Current Implementation

1. VectorProvider Interface

Located in internal/rag/provider_interface.go:

// VectorProvider defines the interface for all vector store providers
type VectorProvider interface {
    // Document Management
    IngestFile(ctx context.Context, filePath string, metadata map[string]string) (string, error)
    IngestFiles(ctx context.Context, filePaths []string, metadata map[string]string) ([]string, error)
    DeleteFile(ctx context.Context, fileID string) error
    ListFiles(ctx context.Context, limit int) ([]FileInfo, error)
    
    // Search Operations
    Search(ctx context.Context, query string, options SearchOptions) ([]SearchResult, error)
    
    // Statistics and Management
    GetStats(ctx context.Context) (*VectorStoreStats, error)
    Initialize(ctx context.Context) error
    Close() error
}

// SearchOptions configures search behavior
type SearchOptions struct {
    Limit    int     // Maximum number of results to return
    MinScore float32 // Minimum relevance score threshold
}

// SearchResult represents a single search result
type SearchResult struct {
    Content    string            // Document content
    Score      float32           // Relevance score (0.0 to 10.0+)
    FileID     string            // Source file identifier  
    FileName   string            // Source file name
    Metadata   map[string]string // Additional metadata
    Highlights []string          // Highlighted search terms
}

2. SimpleProvider Implementation

Located in internal/rag/simple_provider.go (435 lines):

// SimpleProvider implements VectorProvider using JSON file storage
type SimpleProvider struct {
    dbPath    string
    documents []SimpleDocument
}

// SimpleDocument represents a document chunk in the knowledge base
type SimpleDocument struct {
    ID       string            `json:"id"`
    Content  string            `json:"content"`
    Metadata map[string]string `json:"metadata"`
}

// Advanced relevance scoring with multiple factors
func (s *SimpleProvider) calculateRelevanceScore(content, query string, queryTerms []string) float64 {
    if content == "" || query == "" {
        return 0
    }

    var score float64

    // 1. Exact phrase match (highest weight)
    if strings.Contains(content, query) {
        score += 10.0
    }

    // 2. Individual term matches with term frequency
    contentWords := strings.Fields(content)
    contentWordSet := make(map[string]int)
    for _, word := range contentWords {
        contentWordSet[word]++
    }

    matchingTerms := 0
    for _, term := range queryTerms {
        if count, exists := contentWordSet[term]; exists {
            matchingTerms++
            // Term frequency component
            tf := float64(count) / float64(len(contentWords))
            score += tf * 5.0
        }
    }

    // 3. Coverage bonus (how many query terms are matched)
    if len(queryTerms) > 0 {
        coverage := float64(matchingTerms) / float64(len(queryTerms))
        score += coverage * 3.0
    }

    // 4. Partial word matches (lower weight)
    for _, term := range queryTerms {
        if len(term) > 3 {
            for _, word := range contentWords {
                if strings.Contains(word, term) && word != term {
                    score += 0.5
                }
            }
        }
    }

    return score
}

// High-performance search with O(n log n) sorting
func (s *SimpleProvider) Search(ctx context.Context, query string, options SearchOptions) ([]SearchResult, error) {
    if len(s.documents) == 0 {
        return []SearchResult{}, nil
    }

    limit := options.Limit
    if limit <= 0 {
        limit = 10
    }

    // Calculate scores for all documents
    var scores []DocumentScore
    queryLower := strings.ToLower(query)
    queryTerms := strings.Fields(queryLower)

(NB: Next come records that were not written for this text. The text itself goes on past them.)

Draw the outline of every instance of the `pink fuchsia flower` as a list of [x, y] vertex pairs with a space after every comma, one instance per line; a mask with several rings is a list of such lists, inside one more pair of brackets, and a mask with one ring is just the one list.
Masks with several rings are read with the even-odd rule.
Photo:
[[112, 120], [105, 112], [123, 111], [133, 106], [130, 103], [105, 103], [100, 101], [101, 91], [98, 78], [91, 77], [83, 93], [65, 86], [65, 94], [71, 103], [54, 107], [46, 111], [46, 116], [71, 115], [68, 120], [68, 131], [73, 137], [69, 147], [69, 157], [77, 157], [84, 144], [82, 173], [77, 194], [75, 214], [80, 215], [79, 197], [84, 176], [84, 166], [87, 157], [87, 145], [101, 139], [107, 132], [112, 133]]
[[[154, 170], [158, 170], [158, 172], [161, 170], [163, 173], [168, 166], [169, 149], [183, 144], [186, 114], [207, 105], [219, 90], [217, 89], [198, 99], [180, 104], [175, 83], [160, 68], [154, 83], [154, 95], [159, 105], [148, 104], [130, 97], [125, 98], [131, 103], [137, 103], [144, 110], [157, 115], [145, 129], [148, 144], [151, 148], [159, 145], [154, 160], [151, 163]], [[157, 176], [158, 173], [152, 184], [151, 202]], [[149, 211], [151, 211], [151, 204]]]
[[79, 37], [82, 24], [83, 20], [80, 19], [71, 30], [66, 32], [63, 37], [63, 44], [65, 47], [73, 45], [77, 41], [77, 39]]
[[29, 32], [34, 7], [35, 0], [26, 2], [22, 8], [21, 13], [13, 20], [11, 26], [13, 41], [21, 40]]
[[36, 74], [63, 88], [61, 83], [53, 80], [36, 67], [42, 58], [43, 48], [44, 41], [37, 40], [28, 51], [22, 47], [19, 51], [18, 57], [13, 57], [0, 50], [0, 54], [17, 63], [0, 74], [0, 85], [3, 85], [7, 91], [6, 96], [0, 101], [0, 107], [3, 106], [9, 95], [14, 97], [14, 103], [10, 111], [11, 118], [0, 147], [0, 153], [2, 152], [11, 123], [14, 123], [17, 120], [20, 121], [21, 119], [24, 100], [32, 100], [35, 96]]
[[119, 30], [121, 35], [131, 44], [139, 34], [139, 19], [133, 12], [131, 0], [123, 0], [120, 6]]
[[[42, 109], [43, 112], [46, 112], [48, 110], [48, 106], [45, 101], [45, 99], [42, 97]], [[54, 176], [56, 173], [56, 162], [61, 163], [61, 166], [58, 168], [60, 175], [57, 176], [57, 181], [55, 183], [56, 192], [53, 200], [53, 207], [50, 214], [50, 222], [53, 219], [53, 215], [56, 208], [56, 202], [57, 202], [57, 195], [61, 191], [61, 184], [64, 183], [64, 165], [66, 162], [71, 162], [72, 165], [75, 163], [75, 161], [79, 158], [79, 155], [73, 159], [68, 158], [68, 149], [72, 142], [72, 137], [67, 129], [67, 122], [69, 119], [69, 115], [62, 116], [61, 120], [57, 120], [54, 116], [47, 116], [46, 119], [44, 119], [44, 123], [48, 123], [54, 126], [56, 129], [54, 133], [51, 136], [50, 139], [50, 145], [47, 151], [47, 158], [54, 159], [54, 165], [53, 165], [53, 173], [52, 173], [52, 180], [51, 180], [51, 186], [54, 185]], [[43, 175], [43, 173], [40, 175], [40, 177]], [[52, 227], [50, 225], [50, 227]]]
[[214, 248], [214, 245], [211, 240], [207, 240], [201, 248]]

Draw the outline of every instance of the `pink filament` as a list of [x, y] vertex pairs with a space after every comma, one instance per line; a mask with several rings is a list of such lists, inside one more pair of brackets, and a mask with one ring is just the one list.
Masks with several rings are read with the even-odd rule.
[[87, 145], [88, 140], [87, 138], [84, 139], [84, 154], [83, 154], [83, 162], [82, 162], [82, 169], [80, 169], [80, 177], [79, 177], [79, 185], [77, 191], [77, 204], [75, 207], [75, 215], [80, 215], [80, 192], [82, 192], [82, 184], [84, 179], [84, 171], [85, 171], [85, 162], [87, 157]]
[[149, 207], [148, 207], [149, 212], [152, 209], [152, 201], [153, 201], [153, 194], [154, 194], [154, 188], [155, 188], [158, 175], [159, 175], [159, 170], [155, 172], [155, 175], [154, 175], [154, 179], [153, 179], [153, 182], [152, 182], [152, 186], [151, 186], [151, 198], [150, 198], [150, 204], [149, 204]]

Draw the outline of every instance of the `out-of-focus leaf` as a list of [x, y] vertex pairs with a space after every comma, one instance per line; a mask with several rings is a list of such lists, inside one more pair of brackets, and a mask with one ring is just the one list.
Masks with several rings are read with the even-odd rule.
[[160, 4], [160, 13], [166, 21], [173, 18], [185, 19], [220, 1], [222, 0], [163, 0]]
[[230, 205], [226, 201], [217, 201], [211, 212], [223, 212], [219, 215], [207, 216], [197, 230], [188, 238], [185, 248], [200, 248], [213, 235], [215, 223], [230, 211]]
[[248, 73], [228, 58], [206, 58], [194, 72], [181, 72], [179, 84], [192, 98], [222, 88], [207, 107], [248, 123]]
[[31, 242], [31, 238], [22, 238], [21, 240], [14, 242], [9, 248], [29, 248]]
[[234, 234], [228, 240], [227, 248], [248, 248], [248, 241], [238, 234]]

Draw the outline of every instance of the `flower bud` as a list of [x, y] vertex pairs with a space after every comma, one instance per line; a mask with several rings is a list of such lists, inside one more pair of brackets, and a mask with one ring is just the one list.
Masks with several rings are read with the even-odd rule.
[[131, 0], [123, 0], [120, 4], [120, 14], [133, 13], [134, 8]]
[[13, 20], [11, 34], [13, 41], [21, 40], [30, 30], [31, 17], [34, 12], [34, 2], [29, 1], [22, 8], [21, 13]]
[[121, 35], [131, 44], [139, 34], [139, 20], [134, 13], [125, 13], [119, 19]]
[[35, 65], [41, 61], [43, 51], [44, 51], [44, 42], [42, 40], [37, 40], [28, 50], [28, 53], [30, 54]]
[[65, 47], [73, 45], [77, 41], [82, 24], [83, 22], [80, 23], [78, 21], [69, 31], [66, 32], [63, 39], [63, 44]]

    for _, doc := range s.documents {
        contentLower := strings.ToLower(doc.Content)
        score := s.calculateRelevanceScore(contentLower, queryLower, queryTerms)
        
        if score > 0 {
            scores = append(scores, DocumentScore{
                Document: doc,
                Score:    score,
            })
        }
    }

    // Sort by score (descending) - O(n log n)
    sort.Slice(scores, func(i, j int) bool {
        return scores[i].Score > scores[j].Score
    })

    // Limit results
    if len(scores) > limit {
        scores = scores[:limit]
    }

    // Convert to SearchResult format
    results := make([]SearchResult, len(scores))
    for i, scored := range scores {
        fileName := scored.Document.Metadata["file_name"]
        fileID := scored.Document.Metadata["file_path"]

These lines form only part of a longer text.